Constructive critisim is really towards the directors/whoever came up with the idea for the story. With such great costumes, location and cast this could have been an epic tale that grabbed you.. but ended up for me as just another film. A well made film sure, but nothing irgional jumped off the page for me. It seems like there are two types of teams in this competition: Ones who know how to make good films, and ones that have crazy origional ideas.. if you could just have a crazy good idea next year nothing will stop you!
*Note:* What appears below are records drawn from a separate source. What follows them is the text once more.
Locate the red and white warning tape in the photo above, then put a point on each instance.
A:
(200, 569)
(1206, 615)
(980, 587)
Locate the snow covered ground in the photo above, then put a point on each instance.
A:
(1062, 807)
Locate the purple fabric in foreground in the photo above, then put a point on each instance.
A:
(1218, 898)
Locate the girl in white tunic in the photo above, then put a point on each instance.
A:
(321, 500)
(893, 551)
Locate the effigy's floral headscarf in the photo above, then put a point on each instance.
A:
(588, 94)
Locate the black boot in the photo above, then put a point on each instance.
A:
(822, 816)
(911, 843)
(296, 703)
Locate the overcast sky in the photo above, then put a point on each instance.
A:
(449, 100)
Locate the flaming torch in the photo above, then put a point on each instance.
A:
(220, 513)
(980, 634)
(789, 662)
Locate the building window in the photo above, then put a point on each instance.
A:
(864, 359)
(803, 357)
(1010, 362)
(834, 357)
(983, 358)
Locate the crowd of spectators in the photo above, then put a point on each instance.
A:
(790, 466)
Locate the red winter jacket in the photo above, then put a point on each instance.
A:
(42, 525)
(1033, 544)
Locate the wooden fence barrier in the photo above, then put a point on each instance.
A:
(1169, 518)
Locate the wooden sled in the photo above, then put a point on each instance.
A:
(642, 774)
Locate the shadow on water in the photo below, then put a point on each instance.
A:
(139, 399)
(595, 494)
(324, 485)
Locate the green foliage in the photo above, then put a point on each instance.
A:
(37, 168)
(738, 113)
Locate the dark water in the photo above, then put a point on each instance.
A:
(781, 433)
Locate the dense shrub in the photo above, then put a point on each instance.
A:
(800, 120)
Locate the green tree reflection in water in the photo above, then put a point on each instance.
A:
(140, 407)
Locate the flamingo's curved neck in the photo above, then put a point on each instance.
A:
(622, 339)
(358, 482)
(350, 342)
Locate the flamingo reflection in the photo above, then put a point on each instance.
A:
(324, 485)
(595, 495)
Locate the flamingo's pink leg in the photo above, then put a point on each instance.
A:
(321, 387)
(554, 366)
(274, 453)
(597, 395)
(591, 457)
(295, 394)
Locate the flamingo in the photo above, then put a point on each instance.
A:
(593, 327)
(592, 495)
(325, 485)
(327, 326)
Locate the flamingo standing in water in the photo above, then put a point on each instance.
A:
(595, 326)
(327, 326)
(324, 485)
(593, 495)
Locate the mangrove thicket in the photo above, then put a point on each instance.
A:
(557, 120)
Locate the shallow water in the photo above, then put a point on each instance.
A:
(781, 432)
Can't wait to see what you produce!
i can see where you guys went wrong,
there were no fart jokes,there was no cheap undergraduate humour,you nailed imo a traditional musical,your characters were believable, you did a serious film,you had high production values,and as for your art department!i have watched it 4 times now and i'm still not bored with it. there were no drugs,and no use of the word fuck just for the hell of it. well done guys.
WOW this was both beautiful and brilliant! I won't repeat the synopsis as other reviewers have that covered, but instead I'll try focus on moments in the film that were pitch-perfect, or I think could have been done a little better.
First off, fun little team intro + voiceover before going into the movie. This is totally nitpicking but I think you'd have been better off shooting the intro in a different location to the majority of your film - it's such a beautiful location and I wanted to be taken aback and surprised when it comes up on screen decked out with the cast in costume... but having seen it just before it lost just a little of it's initial punch. Just a thought though :)
Next, the singing starts... and my word what singing it is. The female lead is undoubtedly the stronger singer, but the male lead does an admirable job keeping up (most of the time - the 'no' song was a little off). But the lyrics, backing instruments, and the different 'feel' to each song were all spot-on - this is a proper musical, something I don't think I've ever seen in 48Hours before. Blew me away, actually, and the period setting was the perfect choice for this style of music (actually you probably had the location first and that informed your choice of style? guessing here).
So some shit happens and we're greeted with twist number 1 (omg she's alive)... which I (and I suspect many other people) saw coming as soon as the 'they're both dead' was announced. Didn't stop it from being a big/powerful moment, but I suspect it would have been more moving if we'd seen a little more of the couple's happiness together before the death/separation. But hey, 7 minutes, whatchu gonna do?
Twist number 2! The man opening the envelope from the start is the male lead many years later! I like this! It's an invitation (to yet another piece of beautiful art department), and after a rocky start he's reunited (or united? seeing as they haven't met before) with the daughter he didn't know he had. Cool use of the butterfly tattoo to show the connection, and a nice end freeze-frame of forgiveness.
Other cool stuff I liked:
Just having 'Bobby Young' on the envelope and not making a big deal of everyone's names, although that may be because I'm sick of hearing 'Bobby Young' in every bloody film.
The sets/costuming, as stated before, are outstanding, and I thought the cast did an admirable job also (some of those voices, wow!)
The plot resolves itself very nicely, hard to do with a foot in two time settings - both of which are period/historical settings!
Amazing stuff, and personally you'd have been one of my picks for the grand national final.